大きく変わった待機電力事情

待機電力
単にコンセントが刺さってるから待機電力がかかっている、というわけではない
以前「待機電力はあなどれない!」という記事で、家電製品などの使用時以外の無駄な電力に付いてのお話をさせていただきました。あれから数年、家電製品は年々省エネ性能が高まり、稼動時の電力消費量も減少するとともに、待機電力も大幅に削減され、ここ数年で待機電力事情は大きく様変わりしました。

今まで待機電力の多くかかる家電というと、一番に思い浮かべられたのはテレビなどリモコンの指示待ちをするような家電。こうした家電は電源を切ってもプラグを抜かなければダメ、というのが常識でしたが、近年の技術進歩により、製品によっては97%も待機電力削減が実現されているのです。

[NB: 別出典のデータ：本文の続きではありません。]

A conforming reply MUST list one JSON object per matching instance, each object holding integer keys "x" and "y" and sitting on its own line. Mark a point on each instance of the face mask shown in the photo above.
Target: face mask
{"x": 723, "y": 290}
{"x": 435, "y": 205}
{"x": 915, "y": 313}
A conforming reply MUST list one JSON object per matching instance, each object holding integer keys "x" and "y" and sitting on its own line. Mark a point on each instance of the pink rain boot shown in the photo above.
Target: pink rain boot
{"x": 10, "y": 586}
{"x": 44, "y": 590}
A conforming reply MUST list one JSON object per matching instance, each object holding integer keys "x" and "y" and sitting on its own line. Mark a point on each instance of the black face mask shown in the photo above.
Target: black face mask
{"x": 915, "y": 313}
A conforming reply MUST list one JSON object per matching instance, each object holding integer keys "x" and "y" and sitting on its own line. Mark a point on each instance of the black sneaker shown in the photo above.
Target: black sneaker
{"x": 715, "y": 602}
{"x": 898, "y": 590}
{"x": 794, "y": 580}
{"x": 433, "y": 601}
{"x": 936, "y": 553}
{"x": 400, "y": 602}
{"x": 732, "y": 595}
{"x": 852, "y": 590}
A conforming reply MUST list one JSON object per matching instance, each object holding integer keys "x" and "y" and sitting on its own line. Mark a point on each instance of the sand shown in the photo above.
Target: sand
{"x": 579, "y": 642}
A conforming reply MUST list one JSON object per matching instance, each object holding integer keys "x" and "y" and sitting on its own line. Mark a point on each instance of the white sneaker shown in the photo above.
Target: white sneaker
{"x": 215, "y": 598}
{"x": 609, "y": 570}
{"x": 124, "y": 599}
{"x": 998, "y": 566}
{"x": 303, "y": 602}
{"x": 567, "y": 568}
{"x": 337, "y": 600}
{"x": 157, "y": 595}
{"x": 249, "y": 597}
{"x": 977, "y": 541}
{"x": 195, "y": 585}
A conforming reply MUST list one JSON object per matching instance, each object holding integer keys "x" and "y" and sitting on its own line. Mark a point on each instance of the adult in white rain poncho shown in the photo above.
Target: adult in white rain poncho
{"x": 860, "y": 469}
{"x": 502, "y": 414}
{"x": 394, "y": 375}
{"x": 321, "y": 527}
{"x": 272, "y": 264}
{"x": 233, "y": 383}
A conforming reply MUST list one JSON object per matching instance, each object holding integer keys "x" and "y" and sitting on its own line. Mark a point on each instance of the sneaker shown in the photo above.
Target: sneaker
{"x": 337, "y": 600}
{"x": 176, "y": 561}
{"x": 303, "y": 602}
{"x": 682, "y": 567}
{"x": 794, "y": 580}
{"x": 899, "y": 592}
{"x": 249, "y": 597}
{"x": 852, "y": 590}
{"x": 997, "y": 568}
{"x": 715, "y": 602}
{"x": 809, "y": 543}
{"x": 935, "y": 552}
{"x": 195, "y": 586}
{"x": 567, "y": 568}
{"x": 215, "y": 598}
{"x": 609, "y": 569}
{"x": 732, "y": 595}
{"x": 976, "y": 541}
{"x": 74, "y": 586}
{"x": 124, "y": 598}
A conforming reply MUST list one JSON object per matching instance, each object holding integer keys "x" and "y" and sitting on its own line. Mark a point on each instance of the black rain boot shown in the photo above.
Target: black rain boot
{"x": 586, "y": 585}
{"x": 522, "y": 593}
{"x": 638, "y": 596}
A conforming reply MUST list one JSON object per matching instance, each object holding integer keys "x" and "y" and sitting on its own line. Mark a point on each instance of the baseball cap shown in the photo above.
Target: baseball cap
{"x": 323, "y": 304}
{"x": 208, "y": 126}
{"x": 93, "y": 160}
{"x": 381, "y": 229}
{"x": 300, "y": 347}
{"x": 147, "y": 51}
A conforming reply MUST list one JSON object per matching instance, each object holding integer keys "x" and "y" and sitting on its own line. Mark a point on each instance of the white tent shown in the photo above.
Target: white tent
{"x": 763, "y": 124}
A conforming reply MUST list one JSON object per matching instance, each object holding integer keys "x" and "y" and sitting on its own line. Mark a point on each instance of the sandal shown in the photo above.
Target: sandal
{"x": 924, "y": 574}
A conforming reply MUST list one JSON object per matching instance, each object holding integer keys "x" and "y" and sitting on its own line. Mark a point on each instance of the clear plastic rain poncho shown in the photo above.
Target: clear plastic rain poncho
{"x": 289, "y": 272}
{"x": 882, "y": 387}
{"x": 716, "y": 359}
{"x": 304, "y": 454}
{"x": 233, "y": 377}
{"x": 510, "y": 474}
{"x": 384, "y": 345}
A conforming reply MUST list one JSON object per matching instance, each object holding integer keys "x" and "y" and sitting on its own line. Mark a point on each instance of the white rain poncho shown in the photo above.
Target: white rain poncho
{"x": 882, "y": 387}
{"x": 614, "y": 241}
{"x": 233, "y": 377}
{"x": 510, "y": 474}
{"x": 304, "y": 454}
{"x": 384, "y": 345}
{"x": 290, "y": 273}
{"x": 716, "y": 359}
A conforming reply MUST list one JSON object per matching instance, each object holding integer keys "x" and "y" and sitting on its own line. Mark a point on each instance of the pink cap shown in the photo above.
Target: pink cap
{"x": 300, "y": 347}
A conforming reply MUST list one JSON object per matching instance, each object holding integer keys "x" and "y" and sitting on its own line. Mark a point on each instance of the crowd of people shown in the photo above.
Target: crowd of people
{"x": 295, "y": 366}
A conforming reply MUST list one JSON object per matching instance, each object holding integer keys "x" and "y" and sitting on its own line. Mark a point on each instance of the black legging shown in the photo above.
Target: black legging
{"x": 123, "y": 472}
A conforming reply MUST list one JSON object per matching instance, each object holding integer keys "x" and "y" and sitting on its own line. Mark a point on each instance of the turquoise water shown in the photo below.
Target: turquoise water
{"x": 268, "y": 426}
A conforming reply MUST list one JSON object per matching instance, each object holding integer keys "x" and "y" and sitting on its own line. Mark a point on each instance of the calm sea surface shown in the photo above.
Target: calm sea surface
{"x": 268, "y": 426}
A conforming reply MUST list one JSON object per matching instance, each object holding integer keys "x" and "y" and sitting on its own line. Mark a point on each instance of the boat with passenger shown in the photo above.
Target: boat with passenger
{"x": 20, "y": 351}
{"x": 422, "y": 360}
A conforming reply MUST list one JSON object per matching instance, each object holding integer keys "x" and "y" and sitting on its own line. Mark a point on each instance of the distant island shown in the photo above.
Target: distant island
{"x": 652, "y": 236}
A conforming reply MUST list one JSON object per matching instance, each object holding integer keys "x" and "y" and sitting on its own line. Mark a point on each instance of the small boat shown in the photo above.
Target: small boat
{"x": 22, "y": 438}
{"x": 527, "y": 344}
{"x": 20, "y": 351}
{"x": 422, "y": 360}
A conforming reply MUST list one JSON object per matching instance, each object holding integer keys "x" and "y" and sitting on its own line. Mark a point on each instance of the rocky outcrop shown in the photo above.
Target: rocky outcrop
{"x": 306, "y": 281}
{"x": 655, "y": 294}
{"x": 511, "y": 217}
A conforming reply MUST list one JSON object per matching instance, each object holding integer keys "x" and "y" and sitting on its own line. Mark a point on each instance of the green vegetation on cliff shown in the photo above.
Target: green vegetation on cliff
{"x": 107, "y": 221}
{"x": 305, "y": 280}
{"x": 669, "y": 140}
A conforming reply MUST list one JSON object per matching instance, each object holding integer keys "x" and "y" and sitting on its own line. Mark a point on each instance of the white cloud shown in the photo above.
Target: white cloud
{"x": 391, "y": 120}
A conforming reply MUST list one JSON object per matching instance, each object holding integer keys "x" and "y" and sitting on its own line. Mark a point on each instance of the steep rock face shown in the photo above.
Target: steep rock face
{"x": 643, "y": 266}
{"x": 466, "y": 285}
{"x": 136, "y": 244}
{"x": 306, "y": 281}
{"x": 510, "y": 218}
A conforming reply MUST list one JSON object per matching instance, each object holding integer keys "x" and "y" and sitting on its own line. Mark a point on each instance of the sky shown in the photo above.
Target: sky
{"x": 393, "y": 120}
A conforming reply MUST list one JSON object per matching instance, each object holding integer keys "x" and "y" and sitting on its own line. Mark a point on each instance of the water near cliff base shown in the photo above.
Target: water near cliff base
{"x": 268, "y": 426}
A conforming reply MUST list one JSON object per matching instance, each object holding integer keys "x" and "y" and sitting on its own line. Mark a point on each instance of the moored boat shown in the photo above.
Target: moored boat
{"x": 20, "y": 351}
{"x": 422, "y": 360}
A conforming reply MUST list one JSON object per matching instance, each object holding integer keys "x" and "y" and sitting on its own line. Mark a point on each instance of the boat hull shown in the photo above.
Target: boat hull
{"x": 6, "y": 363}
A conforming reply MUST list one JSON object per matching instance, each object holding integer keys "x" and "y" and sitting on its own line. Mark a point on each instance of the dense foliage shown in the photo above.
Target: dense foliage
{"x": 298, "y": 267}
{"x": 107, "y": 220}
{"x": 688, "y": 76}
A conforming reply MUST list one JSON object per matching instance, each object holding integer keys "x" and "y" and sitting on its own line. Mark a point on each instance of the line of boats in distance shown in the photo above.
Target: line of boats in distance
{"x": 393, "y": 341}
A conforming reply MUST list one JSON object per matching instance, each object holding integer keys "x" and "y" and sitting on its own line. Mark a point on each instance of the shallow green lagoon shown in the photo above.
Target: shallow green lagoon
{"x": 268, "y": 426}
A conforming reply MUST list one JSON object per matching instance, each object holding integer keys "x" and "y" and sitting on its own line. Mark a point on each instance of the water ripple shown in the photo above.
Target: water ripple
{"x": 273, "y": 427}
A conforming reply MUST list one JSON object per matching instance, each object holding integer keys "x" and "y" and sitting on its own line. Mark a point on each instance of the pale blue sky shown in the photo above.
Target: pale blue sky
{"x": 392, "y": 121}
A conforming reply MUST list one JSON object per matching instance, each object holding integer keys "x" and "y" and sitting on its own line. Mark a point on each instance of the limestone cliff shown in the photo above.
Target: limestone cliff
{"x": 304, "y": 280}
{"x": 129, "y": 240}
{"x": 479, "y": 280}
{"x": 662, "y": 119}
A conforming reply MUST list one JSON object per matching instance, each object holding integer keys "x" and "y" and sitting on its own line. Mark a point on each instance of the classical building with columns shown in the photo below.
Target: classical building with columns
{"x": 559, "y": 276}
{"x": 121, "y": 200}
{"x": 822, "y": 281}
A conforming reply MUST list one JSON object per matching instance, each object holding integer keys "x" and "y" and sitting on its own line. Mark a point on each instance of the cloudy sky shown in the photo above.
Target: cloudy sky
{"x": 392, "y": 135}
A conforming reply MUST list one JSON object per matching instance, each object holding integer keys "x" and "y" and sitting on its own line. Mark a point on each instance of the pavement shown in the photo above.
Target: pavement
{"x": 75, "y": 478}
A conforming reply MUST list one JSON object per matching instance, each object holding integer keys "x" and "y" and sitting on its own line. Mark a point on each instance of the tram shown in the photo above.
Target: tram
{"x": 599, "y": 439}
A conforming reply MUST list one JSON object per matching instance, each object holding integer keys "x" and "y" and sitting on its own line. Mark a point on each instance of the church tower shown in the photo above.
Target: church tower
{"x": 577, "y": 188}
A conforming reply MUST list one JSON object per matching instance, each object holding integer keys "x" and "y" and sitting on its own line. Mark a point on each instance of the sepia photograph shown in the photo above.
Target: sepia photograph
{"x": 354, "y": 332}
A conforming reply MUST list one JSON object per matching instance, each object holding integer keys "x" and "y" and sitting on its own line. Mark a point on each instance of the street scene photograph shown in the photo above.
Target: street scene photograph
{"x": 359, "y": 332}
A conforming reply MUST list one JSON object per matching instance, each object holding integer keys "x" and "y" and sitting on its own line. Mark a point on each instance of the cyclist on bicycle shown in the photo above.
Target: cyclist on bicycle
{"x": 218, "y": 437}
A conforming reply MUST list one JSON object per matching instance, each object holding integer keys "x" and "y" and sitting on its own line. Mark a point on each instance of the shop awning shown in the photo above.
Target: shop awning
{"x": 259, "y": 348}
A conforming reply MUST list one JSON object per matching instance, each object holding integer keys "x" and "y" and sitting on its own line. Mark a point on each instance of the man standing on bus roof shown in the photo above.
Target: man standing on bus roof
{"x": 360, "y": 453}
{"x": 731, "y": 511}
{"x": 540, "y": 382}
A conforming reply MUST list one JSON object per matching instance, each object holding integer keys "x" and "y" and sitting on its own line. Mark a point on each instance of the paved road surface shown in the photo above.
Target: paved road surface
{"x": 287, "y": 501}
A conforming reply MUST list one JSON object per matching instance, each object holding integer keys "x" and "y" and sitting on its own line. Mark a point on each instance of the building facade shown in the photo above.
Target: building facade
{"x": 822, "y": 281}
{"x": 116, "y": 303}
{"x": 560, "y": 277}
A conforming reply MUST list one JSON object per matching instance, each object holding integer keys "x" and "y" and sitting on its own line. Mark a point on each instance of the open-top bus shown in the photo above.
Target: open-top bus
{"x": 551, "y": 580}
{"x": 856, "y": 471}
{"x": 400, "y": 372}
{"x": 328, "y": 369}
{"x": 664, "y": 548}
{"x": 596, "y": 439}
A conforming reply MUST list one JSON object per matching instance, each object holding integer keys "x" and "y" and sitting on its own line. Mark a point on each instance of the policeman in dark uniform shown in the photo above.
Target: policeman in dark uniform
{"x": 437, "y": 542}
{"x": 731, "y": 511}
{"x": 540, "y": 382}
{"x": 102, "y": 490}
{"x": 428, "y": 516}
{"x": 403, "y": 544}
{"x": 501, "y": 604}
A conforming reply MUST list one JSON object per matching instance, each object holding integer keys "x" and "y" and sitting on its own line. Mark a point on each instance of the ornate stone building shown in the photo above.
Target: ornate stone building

そうなってくると、別に待機電力なんて気にしなくても大丈夫じゃない?と安易に考えたくなりますが、見落としているポイントもありますので、今回はもう一度待機電力に付いて考えてみたいと思います。

家庭の中で待機電力が大きいのは?

待機電力
近年のAV機器は待機電力も大幅に減少
まず待機時消費電力の定義ですが「機器が非使用状態、若しくは何らかの入力(命令指示等)待ちの時に定常的に消費している電力」

使用していないのに、プラグが刺さっているだけの状態で消費されている電力ということになります。ですから、電気ポットのように保温状態を保っているものは常に使用状態と考えられるため、待機電力としては認められません。

現在家庭の全消費電力のうち7.2%を占めているといわれる待機電力。その待機電力の内訳は、大きく分類するとAV機器30%、給湯機器29%、IT機器19%、以下照明機器、空調機器などとなります。

相変わらずAV機器の待機電力の割合が大きくなってはいますが、11年度の調査結果によるとAV機器の待機電力は212kwh/年。これに対し、18年度調査54kwh/年となっていますので、飛躍的に待機電力を抑える技術が進歩したと言って良いでしょう。